I think it was our first day there when we were surprised to see a woman arrive at SA beach, spread out a blanket then gear totally down and change into her suit, for all to see! lol. We also saw someone get told by a guy on an ATV to put her top back on. So they definitely try to keep the nudism confined to Zipolite, lol.

Edmonton, Canada
Level Contributor
924 posts
4 reviews
7 helpful votes
4. Re: Trip Report Jan/Feb 2024-- San Augustinillo and Huatulco

Yes, around the point to the right. It was common to see topless sunbathers almost every day at SA, right by the big SA sign.

Chicago, Illinois
Level Contributor
1,374 posts
46 reviews
39 helpful votes
5. Re: Trip Report Jan/Feb 2024-- San Augustinillo and Huatulco

I'm also curious about your comment about San Agustinillo beaches. We stay at Casa Bagus every year and swim all the time, just to the right of the hotel.

We like El Navagante too. At Casa Bagus, La Perla Negra is great for breakfast and lunch. We usually walk to Mazunte for dinner where there are plenty of good restaurants.

Saskatoon, Canada
Destination Expert
for Riviera Maya
Level Contributor
17,269 posts
70 reviews
148 helpful votes
6. Re: Trip Report Jan/Feb 2024-- San Augustinillo and Huatulco

I believe it was maybe unusually rough while we were there. It was VERY windy for a couple of days while we were in SA and then again one day while we were in Huatulco- I think they closed the port/marina that day. We went to a restaurant to have lunch at Santa Cruz and we actually had to leave before ordering, it was so windy that even sitting inside we were getting pelted by bits and pieces from the palapa roofing, lol (it was the restaurant to the far left facing the ocean, I forget the name?). It also rained hard one night in SA about midnight and then one day in Huatulco too- quite unusual.

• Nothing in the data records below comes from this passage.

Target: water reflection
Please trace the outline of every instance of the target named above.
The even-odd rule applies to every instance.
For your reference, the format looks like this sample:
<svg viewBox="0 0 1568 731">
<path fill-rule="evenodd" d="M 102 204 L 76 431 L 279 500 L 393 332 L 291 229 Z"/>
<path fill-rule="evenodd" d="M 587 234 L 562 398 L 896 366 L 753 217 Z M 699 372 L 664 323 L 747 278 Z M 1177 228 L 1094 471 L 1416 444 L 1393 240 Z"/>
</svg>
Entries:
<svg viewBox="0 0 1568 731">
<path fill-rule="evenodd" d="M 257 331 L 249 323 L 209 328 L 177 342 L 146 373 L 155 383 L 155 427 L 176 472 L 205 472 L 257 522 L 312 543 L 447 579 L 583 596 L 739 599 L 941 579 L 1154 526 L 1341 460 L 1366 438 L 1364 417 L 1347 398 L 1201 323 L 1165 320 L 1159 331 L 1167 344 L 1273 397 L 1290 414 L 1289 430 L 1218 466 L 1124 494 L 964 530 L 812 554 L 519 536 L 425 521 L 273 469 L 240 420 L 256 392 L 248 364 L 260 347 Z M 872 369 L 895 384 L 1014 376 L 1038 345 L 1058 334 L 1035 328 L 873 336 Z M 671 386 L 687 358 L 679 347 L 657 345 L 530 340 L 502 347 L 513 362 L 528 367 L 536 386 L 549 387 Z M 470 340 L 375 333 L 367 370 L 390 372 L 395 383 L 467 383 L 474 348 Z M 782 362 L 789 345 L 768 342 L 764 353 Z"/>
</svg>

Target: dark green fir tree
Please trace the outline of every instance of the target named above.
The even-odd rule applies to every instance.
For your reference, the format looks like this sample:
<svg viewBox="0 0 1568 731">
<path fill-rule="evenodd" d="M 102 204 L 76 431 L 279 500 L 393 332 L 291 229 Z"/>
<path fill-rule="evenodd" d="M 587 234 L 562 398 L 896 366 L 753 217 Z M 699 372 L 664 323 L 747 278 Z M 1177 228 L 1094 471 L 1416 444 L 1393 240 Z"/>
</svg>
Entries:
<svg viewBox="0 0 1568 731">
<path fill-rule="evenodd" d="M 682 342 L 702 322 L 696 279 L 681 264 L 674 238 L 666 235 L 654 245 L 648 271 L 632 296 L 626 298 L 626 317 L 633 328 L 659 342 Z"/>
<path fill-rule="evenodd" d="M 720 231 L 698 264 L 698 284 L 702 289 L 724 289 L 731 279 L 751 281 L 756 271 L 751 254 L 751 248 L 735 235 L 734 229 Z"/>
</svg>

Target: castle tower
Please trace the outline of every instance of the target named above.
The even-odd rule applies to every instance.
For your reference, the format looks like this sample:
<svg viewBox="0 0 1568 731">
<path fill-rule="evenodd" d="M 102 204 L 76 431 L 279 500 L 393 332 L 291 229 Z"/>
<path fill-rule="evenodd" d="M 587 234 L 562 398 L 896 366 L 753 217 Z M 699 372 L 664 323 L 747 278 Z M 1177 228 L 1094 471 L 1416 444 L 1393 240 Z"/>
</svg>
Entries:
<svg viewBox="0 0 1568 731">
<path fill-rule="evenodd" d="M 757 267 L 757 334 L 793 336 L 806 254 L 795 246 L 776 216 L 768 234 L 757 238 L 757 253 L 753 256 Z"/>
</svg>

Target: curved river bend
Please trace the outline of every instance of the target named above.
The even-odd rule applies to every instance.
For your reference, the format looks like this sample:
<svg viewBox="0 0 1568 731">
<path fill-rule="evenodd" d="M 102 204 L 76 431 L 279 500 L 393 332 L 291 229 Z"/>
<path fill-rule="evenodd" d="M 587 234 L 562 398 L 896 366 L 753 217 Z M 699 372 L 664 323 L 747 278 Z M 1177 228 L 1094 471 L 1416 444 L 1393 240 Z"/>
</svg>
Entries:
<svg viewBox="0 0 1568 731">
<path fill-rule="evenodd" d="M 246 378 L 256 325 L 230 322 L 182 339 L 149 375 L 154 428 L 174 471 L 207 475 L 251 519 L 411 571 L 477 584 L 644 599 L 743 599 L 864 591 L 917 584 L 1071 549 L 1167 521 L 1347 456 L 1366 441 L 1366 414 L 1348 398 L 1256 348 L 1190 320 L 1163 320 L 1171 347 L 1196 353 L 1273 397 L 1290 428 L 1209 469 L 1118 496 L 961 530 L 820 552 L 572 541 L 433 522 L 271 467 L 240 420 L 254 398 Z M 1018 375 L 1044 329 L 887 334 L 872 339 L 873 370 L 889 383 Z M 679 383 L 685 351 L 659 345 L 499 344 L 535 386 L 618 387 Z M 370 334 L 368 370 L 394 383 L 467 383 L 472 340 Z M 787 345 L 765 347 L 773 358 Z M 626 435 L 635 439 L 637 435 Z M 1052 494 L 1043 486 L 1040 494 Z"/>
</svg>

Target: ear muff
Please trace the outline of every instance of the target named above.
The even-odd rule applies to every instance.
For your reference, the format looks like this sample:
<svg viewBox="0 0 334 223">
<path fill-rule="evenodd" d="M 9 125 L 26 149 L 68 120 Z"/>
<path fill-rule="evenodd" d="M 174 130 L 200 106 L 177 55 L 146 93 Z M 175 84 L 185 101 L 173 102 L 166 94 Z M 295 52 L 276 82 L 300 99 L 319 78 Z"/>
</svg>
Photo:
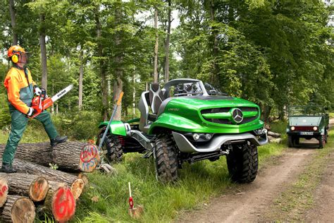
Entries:
<svg viewBox="0 0 334 223">
<path fill-rule="evenodd" d="M 11 56 L 11 61 L 13 61 L 13 63 L 14 64 L 16 64 L 18 62 L 18 55 L 13 55 Z"/>
</svg>

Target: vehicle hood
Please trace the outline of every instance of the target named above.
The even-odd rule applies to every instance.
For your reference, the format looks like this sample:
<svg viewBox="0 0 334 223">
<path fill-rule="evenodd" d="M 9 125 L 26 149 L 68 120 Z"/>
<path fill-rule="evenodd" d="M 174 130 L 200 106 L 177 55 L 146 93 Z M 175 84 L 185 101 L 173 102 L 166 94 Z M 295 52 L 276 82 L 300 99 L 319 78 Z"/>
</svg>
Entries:
<svg viewBox="0 0 334 223">
<path fill-rule="evenodd" d="M 292 116 L 289 118 L 292 126 L 318 126 L 321 116 Z"/>
<path fill-rule="evenodd" d="M 253 102 L 230 96 L 188 96 L 173 97 L 171 100 L 175 104 L 196 107 L 197 109 L 221 107 L 257 107 Z"/>
</svg>

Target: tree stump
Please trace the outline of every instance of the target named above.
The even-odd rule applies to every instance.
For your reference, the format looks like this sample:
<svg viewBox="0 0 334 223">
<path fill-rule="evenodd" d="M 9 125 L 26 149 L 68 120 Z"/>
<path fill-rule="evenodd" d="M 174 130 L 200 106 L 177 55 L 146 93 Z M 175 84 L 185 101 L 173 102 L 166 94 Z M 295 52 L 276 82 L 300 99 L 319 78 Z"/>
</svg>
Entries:
<svg viewBox="0 0 334 223">
<path fill-rule="evenodd" d="M 4 206 L 6 200 L 7 200 L 7 195 L 8 193 L 8 186 L 7 180 L 0 176 L 0 207 Z"/>
<path fill-rule="evenodd" d="M 36 215 L 34 203 L 30 199 L 12 195 L 8 195 L 0 212 L 1 222 L 32 223 Z"/>
<path fill-rule="evenodd" d="M 0 155 L 5 147 L 0 145 Z M 60 143 L 53 148 L 50 143 L 21 143 L 18 147 L 16 157 L 44 167 L 56 164 L 59 169 L 70 172 L 92 171 L 99 159 L 95 148 L 95 145 L 81 142 Z"/>
<path fill-rule="evenodd" d="M 85 187 L 85 183 L 75 176 L 58 170 L 52 169 L 29 162 L 14 159 L 13 167 L 20 173 L 41 175 L 48 181 L 64 182 L 73 191 L 75 200 L 80 196 Z"/>
<path fill-rule="evenodd" d="M 7 180 L 9 194 L 29 197 L 32 201 L 44 200 L 49 190 L 49 183 L 43 176 L 0 173 L 0 177 Z"/>
</svg>

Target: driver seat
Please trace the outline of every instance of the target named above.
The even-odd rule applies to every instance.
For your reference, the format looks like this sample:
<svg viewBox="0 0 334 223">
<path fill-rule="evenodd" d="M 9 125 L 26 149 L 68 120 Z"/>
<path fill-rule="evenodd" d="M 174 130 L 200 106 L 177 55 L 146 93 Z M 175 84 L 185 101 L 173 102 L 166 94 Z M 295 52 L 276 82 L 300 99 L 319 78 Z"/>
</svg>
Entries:
<svg viewBox="0 0 334 223">
<path fill-rule="evenodd" d="M 160 105 L 161 105 L 162 102 L 166 99 L 163 92 L 160 90 L 160 86 L 158 83 L 152 83 L 150 85 L 149 97 L 152 113 L 156 115 Z"/>
</svg>

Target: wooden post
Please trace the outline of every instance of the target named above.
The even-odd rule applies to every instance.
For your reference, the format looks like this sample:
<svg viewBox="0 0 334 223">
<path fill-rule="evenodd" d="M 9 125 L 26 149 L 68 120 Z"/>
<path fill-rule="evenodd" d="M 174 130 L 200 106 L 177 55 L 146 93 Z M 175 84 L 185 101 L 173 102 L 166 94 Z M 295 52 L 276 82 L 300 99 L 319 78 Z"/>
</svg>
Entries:
<svg viewBox="0 0 334 223">
<path fill-rule="evenodd" d="M 8 193 L 8 186 L 7 180 L 0 176 L 0 207 L 4 206 L 6 200 L 7 200 L 7 195 Z"/>
</svg>

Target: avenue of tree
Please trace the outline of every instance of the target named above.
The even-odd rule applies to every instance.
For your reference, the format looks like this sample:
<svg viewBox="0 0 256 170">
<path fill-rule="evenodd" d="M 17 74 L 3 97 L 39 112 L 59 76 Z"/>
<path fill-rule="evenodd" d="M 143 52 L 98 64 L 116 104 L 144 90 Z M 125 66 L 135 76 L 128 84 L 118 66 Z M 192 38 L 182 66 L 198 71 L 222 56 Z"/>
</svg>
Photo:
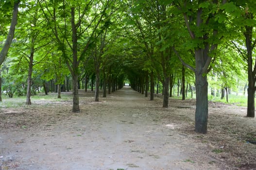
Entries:
<svg viewBox="0 0 256 170">
<path fill-rule="evenodd" d="M 106 97 L 125 81 L 150 100 L 161 86 L 163 107 L 195 91 L 195 130 L 205 134 L 208 91 L 228 102 L 242 85 L 255 117 L 253 0 L 7 0 L 0 9 L 0 90 L 26 104 L 41 89 L 72 89 L 79 112 L 79 89 L 98 102 L 100 89 Z"/>
</svg>

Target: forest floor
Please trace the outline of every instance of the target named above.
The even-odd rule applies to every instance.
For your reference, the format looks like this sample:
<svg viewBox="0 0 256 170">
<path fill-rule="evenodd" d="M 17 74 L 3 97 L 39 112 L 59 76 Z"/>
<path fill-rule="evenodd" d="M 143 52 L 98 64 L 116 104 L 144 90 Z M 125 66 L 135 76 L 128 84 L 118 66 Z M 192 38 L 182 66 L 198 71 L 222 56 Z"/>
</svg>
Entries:
<svg viewBox="0 0 256 170">
<path fill-rule="evenodd" d="M 153 101 L 124 87 L 94 102 L 32 100 L 0 109 L 0 170 L 256 170 L 256 119 L 209 102 L 208 133 L 194 132 L 195 101 Z M 51 94 L 56 95 L 56 94 Z"/>
</svg>

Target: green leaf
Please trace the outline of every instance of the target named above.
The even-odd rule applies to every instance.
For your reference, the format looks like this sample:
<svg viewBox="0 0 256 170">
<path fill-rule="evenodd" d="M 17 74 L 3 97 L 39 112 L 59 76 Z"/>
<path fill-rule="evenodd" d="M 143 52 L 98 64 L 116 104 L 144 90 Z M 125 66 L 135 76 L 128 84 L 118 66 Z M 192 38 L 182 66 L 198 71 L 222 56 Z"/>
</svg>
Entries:
<svg viewBox="0 0 256 170">
<path fill-rule="evenodd" d="M 200 3 L 199 4 L 199 8 L 207 8 L 211 4 L 210 3 L 210 2 L 206 1 L 205 2 L 204 2 L 203 3 Z"/>
<path fill-rule="evenodd" d="M 221 6 L 221 9 L 224 10 L 227 13 L 235 11 L 237 9 L 237 7 L 233 2 L 226 3 Z"/>
</svg>

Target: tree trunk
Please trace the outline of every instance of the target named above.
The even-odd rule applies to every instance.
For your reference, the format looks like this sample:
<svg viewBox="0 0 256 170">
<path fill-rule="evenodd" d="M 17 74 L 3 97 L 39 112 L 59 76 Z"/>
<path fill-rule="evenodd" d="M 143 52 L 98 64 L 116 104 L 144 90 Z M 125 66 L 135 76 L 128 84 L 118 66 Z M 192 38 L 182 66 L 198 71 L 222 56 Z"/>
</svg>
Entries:
<svg viewBox="0 0 256 170">
<path fill-rule="evenodd" d="M 140 88 L 140 92 L 141 94 L 144 94 L 144 74 L 142 73 L 141 73 L 141 76 L 140 76 L 140 86 L 141 87 Z"/>
<path fill-rule="evenodd" d="M 186 97 L 188 97 L 188 84 L 187 82 L 187 85 L 186 86 Z"/>
<path fill-rule="evenodd" d="M 80 111 L 79 108 L 79 98 L 78 96 L 78 74 L 75 74 L 72 77 L 73 82 L 73 108 L 72 112 L 78 113 Z"/>
<path fill-rule="evenodd" d="M 157 84 L 156 85 L 156 94 L 158 94 L 158 91 L 159 89 L 159 79 L 157 78 Z"/>
<path fill-rule="evenodd" d="M 1 75 L 1 71 L 0 69 L 0 102 L 2 102 L 2 76 Z"/>
<path fill-rule="evenodd" d="M 100 90 L 100 66 L 97 67 L 96 70 L 96 80 L 95 80 L 95 102 L 99 102 L 99 92 Z"/>
<path fill-rule="evenodd" d="M 224 89 L 224 88 L 222 88 L 222 97 L 221 98 L 221 99 L 223 99 L 225 97 L 225 90 Z"/>
<path fill-rule="evenodd" d="M 180 80 L 178 80 L 177 84 L 178 89 L 177 89 L 177 96 L 180 96 Z"/>
<path fill-rule="evenodd" d="M 154 100 L 154 78 L 153 71 L 151 71 L 150 75 L 150 100 L 153 101 Z"/>
<path fill-rule="evenodd" d="M 68 76 L 66 76 L 66 82 L 67 82 L 67 91 L 69 92 L 69 79 Z"/>
<path fill-rule="evenodd" d="M 27 80 L 27 100 L 26 102 L 26 104 L 27 105 L 31 104 L 31 101 L 30 100 L 30 97 L 31 96 L 31 81 L 32 77 L 32 70 L 33 68 L 33 61 L 34 51 L 34 40 L 32 39 L 32 47 L 30 51 L 30 56 L 29 57 L 29 70 Z"/>
<path fill-rule="evenodd" d="M 227 102 L 228 102 L 228 89 L 229 88 L 225 87 L 225 90 L 226 90 L 226 101 Z"/>
<path fill-rule="evenodd" d="M 247 15 L 248 19 L 253 19 L 253 14 L 248 13 Z M 248 65 L 248 97 L 247 97 L 247 114 L 246 116 L 250 118 L 254 118 L 255 116 L 255 83 L 256 83 L 256 74 L 255 70 L 256 69 L 256 65 L 255 65 L 254 68 L 253 69 L 253 59 L 252 59 L 252 26 L 245 26 L 245 43 L 247 51 L 247 65 Z"/>
<path fill-rule="evenodd" d="M 16 24 L 17 24 L 19 3 L 19 0 L 16 1 L 15 3 L 14 3 L 13 16 L 11 22 L 11 26 L 10 26 L 10 29 L 9 30 L 9 33 L 4 45 L 1 50 L 1 52 L 0 52 L 0 66 L 2 65 L 6 57 L 8 51 L 11 46 L 11 44 L 14 36 L 15 26 L 16 26 Z"/>
<path fill-rule="evenodd" d="M 146 72 L 146 89 L 145 90 L 145 97 L 148 97 L 148 91 L 149 91 L 149 72 Z"/>
<path fill-rule="evenodd" d="M 208 83 L 202 72 L 196 74 L 196 108 L 195 130 L 206 134 L 208 120 Z"/>
<path fill-rule="evenodd" d="M 166 77 L 164 83 L 164 101 L 163 102 L 163 107 L 168 107 L 168 102 L 169 99 L 169 83 L 170 77 Z"/>
<path fill-rule="evenodd" d="M 103 70 L 103 97 L 107 97 L 107 87 L 106 87 L 106 73 L 105 72 L 105 70 Z"/>
<path fill-rule="evenodd" d="M 192 88 L 192 86 L 191 85 L 189 84 L 189 88 L 191 90 L 191 98 L 193 98 L 193 89 Z"/>
<path fill-rule="evenodd" d="M 58 98 L 61 98 L 61 85 L 58 85 Z"/>
<path fill-rule="evenodd" d="M 47 88 L 47 84 L 46 82 L 44 81 L 43 81 L 43 87 L 44 88 L 44 91 L 46 95 L 48 95 L 48 89 Z"/>
<path fill-rule="evenodd" d="M 185 70 L 186 68 L 182 66 L 182 100 L 185 100 Z"/>
</svg>

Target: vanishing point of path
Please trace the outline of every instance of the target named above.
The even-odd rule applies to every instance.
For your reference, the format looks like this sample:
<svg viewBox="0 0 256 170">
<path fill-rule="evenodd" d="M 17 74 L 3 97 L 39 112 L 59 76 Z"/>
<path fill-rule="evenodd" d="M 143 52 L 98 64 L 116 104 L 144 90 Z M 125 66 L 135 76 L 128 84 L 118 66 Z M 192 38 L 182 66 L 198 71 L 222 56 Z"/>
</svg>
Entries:
<svg viewBox="0 0 256 170">
<path fill-rule="evenodd" d="M 185 117 L 129 87 L 93 98 L 81 94 L 77 114 L 71 98 L 2 110 L 18 123 L 1 129 L 0 170 L 222 169 L 182 132 L 193 128 L 193 107 L 178 110 Z"/>
</svg>

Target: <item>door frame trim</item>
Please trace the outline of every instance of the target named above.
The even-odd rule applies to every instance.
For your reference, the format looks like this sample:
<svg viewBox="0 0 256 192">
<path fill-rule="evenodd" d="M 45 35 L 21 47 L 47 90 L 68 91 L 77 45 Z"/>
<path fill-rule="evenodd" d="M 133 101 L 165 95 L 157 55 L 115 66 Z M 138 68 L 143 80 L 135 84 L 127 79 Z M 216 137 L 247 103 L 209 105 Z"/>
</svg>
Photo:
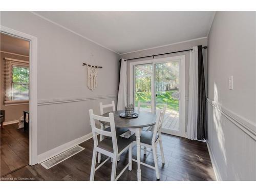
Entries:
<svg viewBox="0 0 256 192">
<path fill-rule="evenodd" d="M 0 31 L 29 41 L 29 164 L 37 163 L 37 37 L 0 26 Z"/>
<path fill-rule="evenodd" d="M 183 91 L 181 92 L 180 94 L 180 106 L 179 108 L 181 110 L 180 110 L 179 115 L 180 118 L 179 123 L 180 124 L 180 130 L 181 132 L 177 132 L 177 134 L 175 133 L 172 133 L 172 134 L 174 135 L 177 135 L 179 136 L 181 136 L 185 137 L 185 68 L 186 68 L 186 56 L 185 55 L 181 55 L 179 56 L 175 56 L 173 57 L 163 57 L 157 59 L 152 59 L 148 60 L 143 60 L 138 61 L 131 62 L 130 63 L 130 103 L 133 103 L 134 102 L 134 66 L 137 65 L 146 64 L 146 63 L 152 63 L 153 65 L 154 73 L 155 73 L 155 66 L 156 63 L 161 62 L 168 62 L 173 60 L 180 60 L 180 67 L 179 69 L 179 75 L 182 77 L 180 78 L 179 84 L 180 86 L 180 89 Z M 155 89 L 154 89 L 155 90 Z M 162 131 L 162 132 L 163 132 Z M 163 133 L 165 133 L 163 132 Z M 167 133 L 170 134 L 170 133 Z"/>
</svg>

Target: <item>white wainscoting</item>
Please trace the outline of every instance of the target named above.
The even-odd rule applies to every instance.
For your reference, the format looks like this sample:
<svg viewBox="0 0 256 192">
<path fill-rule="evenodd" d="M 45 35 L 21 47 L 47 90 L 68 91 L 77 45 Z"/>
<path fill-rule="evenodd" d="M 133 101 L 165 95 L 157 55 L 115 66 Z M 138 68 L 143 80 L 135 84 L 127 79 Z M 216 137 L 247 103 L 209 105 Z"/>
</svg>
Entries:
<svg viewBox="0 0 256 192">
<path fill-rule="evenodd" d="M 255 123 L 207 101 L 207 146 L 217 179 L 256 180 Z"/>
<path fill-rule="evenodd" d="M 57 147 L 53 148 L 50 151 L 45 152 L 38 156 L 38 163 L 41 163 L 46 160 L 49 159 L 56 155 L 63 153 L 75 146 L 79 145 L 80 143 L 84 142 L 93 137 L 92 133 L 90 133 L 86 135 L 81 137 L 79 138 L 73 140 L 67 143 L 63 144 Z"/>
<path fill-rule="evenodd" d="M 58 155 L 90 138 L 89 110 L 99 113 L 99 102 L 116 104 L 117 95 L 39 101 L 38 162 Z"/>
</svg>

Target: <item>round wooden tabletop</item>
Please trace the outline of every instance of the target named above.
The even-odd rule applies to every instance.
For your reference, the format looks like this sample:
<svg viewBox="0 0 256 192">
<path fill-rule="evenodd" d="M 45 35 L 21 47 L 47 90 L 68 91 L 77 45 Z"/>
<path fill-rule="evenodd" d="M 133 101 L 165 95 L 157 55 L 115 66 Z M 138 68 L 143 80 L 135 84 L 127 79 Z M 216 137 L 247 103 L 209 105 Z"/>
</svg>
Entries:
<svg viewBox="0 0 256 192">
<path fill-rule="evenodd" d="M 120 113 L 124 112 L 123 110 L 112 112 L 114 114 L 115 125 L 117 128 L 142 128 L 156 124 L 157 116 L 151 113 L 135 111 L 135 113 L 139 114 L 139 117 L 134 118 L 125 118 L 119 116 Z M 110 113 L 111 112 L 104 113 L 102 116 L 109 117 Z M 103 121 L 100 122 L 104 125 L 110 125 L 109 122 Z"/>
</svg>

and we did only go to the SA beach two days...so maybe it was unusually rough those days?

So maybe it is normally calmer than it was during our week there. We managed to swim fine at the far right of the beach in Mazunte.

We also had dinner about three other times in Mazunte but I can't remember the names! Sorry lol.

Edited: 23 February 2024, 06:03
Saskatoon, Canada
Destination Expert
for Riviera Maya
Level Contributor
17,269 posts
70 reviews
148 helpful votes
7. Re: Trip Report Jan/Feb 2024-- San Augustinillo and Huatulco

I forgot to mention that hubby's phone was lost when it (best we can figure) must have fallen out of his shorts pocket when in a taxi to Puerto Angel from SA one day. So dumb, but accidents happen. We didn't get the number of the taxi either and it left before we realized it was gone. We did send messages on Facebook to the local taxi page to see if one had been found, they said they would check but no dice. Called the carrier to have it locked/cancelled. Unfortunate but happens! No fallout from it thankfully.

Edmonton, Canada
Level Contributor
924 posts
4 reviews
7 helpful votes
8. Re: Trip Report Jan/Feb 2024-- San Augustinillo and Huatulco

Rissask, welcome to the club! I left mine in the door pocket of a cab between Zipo & SA one night. Got distracted and totally forgot it. Was at first hopeful after having heard all the feel-good stories of people getting them back in Huatulco, not so easy in the rural areas, especially if you neglect to note which cab company it was. I was able to track it on my laptop until the battery died, then it was adios Samsung amigo.

Saskatoon, Canada
Destination Expert
for Riviera Maya
Level Contributor
17,269 posts
70 reviews
148 helpful votes
9. Re: Trip Report Jan/Feb 2024-- San Augustinillo and Huatulco

Yes, not a club anyone wants to be a member of! He had an iPad with him but (duh) he had not linked the phone with Find my iPhone to it....plus it was on airplane mode, and he always has the ringer off. We tried calling it but no answer. Oh well, live and learn.

Edmonton, Canada
Level Contributor
924 posts
4 reviews
7 helpful votes
10. Re: Trip Report Jan/Feb 2024-- San Augustinillo and Huatulco

Getting back to the beaches at SA and swimming, maybe you did happen to be there during bad conditions. I'm not a strong swimmer and I was able to snorkle there. The manager at Punta Placer did tell us stories of having to rescue people a few times where he told them not to swim.